He skips connecting it with model theory by choosing statements where it is clear what they mean (collatz conjecture, halting problem). I think that's OK.
It's not clear to me that model theory has much to say about Lean; do you have any resources on this? plato.stanford.edu does hedge that while modern model theory focuses on first-order logic, there's a broader sense of model theory which can be used to study even natural languages. But if you try to study type theory as natural language statements you aren't going to get much out of it. Going about it that way, the models you'll come up with are going to be of the form "doing some formal symbol manipulation X has certain formal symbol results Y" which will be neither illuminating nor useful. I did find an abstract[0] which claims that model theory has historical roots in type theory but I'm doubtful I have any way to access it.

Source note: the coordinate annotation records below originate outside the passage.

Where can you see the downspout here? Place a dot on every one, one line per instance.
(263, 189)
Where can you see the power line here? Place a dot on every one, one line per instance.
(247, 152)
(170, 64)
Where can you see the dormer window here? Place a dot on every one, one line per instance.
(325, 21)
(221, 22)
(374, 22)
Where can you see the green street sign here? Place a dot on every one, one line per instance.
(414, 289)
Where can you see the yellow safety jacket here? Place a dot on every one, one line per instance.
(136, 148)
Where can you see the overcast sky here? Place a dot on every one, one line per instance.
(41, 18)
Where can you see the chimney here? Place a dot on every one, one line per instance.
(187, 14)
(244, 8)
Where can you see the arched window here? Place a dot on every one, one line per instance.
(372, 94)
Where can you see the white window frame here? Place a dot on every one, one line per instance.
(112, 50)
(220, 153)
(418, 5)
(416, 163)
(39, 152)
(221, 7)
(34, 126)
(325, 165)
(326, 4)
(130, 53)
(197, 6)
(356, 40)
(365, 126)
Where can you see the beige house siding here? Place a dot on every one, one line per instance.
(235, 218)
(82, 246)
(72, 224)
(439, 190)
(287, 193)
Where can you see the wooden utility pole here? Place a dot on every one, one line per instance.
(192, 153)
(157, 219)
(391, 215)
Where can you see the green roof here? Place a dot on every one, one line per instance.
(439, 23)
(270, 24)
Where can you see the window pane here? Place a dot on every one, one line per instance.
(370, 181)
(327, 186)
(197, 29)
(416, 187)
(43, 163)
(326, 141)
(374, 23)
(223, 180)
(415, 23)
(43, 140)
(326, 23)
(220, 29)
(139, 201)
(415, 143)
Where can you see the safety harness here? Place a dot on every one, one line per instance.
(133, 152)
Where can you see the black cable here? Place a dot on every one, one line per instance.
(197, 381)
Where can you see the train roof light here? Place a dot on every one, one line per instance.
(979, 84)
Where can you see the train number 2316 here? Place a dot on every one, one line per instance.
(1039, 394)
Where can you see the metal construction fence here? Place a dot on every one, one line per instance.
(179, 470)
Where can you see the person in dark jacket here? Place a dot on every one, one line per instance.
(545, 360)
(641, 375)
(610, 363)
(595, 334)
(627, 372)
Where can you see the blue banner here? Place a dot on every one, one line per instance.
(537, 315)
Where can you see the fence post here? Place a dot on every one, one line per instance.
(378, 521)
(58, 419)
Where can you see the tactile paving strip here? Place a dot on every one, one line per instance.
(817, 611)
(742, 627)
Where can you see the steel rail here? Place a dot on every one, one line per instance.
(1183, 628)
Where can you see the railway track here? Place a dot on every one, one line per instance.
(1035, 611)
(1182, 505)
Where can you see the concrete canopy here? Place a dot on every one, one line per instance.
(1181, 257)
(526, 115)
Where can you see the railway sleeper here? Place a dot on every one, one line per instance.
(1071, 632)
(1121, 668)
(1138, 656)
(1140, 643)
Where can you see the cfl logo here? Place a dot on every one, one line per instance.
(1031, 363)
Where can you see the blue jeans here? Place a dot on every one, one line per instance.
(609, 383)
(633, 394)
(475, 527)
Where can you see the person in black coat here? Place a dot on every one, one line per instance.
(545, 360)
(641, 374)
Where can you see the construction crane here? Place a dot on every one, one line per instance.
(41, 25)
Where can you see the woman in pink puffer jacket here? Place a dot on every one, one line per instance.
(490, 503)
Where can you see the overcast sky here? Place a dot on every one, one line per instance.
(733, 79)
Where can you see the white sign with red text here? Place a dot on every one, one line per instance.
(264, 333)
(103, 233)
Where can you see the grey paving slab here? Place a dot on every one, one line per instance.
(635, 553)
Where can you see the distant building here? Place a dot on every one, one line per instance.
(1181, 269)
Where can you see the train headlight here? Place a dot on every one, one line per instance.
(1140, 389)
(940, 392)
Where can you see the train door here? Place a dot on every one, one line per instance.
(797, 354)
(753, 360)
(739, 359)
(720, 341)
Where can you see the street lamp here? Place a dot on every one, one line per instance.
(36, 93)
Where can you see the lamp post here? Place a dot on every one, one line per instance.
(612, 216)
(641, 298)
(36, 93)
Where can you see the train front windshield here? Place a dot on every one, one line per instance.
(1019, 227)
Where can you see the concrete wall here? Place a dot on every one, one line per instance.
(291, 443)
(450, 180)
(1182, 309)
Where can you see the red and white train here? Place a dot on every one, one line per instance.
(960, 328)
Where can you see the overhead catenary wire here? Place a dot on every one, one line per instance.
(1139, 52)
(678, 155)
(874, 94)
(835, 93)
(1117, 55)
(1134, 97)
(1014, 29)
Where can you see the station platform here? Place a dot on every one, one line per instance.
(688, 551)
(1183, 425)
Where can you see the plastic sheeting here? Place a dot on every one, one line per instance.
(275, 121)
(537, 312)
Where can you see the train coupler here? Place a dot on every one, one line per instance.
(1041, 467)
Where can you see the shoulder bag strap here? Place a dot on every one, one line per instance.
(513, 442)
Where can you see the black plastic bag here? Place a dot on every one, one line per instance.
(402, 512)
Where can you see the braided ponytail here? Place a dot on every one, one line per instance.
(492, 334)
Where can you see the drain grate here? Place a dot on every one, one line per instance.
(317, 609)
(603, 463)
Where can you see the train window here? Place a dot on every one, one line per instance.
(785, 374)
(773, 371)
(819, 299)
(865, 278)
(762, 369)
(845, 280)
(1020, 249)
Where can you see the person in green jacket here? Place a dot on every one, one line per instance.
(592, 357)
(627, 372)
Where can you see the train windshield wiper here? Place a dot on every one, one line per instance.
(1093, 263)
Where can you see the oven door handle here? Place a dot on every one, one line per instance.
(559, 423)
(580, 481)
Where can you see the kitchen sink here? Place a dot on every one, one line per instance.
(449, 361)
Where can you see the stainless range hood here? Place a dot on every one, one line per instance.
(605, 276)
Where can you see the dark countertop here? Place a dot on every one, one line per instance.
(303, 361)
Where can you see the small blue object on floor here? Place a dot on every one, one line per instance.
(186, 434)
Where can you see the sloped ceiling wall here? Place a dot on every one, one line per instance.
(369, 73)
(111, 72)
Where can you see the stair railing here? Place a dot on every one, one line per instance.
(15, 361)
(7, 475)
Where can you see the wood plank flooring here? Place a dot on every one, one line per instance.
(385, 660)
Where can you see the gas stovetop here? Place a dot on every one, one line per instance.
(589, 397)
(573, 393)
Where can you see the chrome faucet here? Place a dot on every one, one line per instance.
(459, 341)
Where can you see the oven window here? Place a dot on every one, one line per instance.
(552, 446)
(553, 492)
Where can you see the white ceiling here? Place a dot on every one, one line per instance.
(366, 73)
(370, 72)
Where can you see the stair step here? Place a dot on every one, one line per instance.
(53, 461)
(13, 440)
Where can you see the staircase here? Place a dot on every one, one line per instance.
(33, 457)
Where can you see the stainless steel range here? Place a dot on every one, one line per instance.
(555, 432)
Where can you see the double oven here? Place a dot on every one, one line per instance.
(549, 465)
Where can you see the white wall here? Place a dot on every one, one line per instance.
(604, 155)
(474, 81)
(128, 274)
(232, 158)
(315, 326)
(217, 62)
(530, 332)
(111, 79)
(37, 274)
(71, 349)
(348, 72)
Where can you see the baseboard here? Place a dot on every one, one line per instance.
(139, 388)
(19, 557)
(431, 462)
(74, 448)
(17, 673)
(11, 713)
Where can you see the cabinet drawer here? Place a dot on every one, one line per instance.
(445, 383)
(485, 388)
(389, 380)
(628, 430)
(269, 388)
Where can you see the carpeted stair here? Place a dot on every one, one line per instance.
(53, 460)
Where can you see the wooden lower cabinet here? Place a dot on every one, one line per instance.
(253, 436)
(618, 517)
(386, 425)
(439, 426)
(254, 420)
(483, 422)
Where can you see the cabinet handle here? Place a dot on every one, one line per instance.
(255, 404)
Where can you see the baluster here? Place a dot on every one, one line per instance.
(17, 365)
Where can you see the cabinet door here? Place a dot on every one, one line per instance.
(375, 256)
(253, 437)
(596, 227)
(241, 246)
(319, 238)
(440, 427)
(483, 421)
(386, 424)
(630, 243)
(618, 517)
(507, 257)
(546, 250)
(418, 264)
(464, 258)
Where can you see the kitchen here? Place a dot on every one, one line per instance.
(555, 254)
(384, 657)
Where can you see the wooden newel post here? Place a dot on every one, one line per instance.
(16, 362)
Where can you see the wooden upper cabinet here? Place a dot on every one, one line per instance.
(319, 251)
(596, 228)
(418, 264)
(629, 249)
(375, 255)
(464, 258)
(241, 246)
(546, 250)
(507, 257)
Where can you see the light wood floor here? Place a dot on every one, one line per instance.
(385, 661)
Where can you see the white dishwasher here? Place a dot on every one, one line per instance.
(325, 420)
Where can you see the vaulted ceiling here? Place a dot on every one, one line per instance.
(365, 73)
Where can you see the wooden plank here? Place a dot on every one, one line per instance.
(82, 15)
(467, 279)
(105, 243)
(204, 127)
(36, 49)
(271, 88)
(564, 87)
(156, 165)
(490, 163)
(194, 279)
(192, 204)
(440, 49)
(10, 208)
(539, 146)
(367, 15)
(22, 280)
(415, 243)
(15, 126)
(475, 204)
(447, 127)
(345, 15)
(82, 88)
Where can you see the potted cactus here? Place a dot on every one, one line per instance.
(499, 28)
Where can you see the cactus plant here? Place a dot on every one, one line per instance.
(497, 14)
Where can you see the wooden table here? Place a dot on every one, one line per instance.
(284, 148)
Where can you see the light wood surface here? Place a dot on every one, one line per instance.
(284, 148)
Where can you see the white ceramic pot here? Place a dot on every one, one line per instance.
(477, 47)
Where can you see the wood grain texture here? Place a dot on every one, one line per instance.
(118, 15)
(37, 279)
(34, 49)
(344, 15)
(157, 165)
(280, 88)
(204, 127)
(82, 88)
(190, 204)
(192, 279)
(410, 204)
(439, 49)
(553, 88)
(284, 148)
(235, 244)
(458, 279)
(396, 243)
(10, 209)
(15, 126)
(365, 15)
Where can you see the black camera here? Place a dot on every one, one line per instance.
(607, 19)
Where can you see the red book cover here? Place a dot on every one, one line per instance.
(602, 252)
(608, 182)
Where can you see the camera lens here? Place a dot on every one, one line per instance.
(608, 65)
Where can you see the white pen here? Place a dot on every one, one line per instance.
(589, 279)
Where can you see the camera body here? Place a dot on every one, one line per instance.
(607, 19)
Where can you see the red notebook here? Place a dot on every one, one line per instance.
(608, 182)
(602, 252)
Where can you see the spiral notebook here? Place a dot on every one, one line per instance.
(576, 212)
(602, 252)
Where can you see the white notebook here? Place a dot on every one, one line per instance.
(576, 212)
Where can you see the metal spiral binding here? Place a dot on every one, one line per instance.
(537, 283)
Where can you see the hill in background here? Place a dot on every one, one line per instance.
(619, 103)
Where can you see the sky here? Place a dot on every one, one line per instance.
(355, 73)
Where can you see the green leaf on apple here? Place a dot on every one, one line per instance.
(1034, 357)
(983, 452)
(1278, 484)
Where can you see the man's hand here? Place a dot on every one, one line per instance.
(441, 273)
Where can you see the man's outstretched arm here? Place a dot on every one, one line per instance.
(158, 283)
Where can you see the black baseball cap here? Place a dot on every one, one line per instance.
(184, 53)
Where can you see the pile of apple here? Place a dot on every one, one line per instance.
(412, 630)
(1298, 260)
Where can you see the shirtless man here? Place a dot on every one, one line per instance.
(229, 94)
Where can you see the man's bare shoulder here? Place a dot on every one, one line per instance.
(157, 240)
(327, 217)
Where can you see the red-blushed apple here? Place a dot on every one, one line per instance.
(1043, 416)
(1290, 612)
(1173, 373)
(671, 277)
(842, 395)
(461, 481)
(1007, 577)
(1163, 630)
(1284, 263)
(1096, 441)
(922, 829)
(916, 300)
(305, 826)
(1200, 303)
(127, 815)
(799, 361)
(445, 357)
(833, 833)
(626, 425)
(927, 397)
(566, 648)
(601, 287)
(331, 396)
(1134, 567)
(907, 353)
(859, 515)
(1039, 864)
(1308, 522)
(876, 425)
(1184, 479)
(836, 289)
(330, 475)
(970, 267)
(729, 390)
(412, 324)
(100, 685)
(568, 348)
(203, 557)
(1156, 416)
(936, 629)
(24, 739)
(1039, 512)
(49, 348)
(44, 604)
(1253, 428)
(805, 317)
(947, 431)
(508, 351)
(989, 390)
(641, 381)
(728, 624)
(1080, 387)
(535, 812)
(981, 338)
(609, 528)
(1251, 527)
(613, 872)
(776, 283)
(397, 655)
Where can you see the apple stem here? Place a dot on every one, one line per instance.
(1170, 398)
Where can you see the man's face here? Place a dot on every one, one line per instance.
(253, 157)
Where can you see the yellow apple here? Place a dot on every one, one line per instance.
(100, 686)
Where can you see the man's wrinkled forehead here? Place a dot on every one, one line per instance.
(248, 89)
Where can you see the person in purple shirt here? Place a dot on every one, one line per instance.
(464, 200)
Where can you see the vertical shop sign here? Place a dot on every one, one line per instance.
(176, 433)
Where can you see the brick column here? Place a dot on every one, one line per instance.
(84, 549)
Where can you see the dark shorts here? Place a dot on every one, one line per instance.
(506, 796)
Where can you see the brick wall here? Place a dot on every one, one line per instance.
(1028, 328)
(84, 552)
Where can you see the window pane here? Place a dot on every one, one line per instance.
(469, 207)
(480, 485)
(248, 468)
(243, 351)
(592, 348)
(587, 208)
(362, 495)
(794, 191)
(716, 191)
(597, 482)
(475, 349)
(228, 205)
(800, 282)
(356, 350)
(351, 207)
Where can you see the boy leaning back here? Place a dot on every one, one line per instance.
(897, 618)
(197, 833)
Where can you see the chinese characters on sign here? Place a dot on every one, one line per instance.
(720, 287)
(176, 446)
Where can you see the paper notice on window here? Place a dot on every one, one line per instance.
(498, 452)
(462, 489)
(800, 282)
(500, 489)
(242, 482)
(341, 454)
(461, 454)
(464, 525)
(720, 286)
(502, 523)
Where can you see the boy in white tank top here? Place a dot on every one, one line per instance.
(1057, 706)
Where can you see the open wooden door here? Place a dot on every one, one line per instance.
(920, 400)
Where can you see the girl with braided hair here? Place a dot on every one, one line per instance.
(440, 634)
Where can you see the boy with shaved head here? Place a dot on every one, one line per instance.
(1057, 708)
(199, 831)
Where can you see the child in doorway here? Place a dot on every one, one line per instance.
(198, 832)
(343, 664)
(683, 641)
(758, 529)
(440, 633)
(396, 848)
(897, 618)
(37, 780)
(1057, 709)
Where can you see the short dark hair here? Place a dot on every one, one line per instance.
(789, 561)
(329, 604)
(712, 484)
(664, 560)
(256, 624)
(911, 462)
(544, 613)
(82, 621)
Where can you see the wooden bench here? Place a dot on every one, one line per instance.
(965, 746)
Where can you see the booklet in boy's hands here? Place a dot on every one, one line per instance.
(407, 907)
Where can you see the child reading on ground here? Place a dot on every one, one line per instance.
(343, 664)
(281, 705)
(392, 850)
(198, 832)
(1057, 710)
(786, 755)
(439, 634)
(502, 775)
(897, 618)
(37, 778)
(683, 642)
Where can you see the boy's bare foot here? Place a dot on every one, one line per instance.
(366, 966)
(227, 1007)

First you have to see that the tutorial uses Lean basically as a blackbox. All that is needed is that you can express proofs in it, that applying lean to proofs yields lean theorems, that proofs are enumerable, and that Lean is powerful enough to express the collatz conjecture and the halting problem. So you can replace Lean by any other such blackbox B, for example B = (first-order logic + ZFC), and the argument in the tutorial goes the same way. Therefore type theory or not is not an issue here.
What IS an issue is that to fully explain what "express the collatz conjecture in B" means, you need model theory. You are right, type theory often doesn't come with model theoretic semantics, but it can be done in a natural way even for type theories.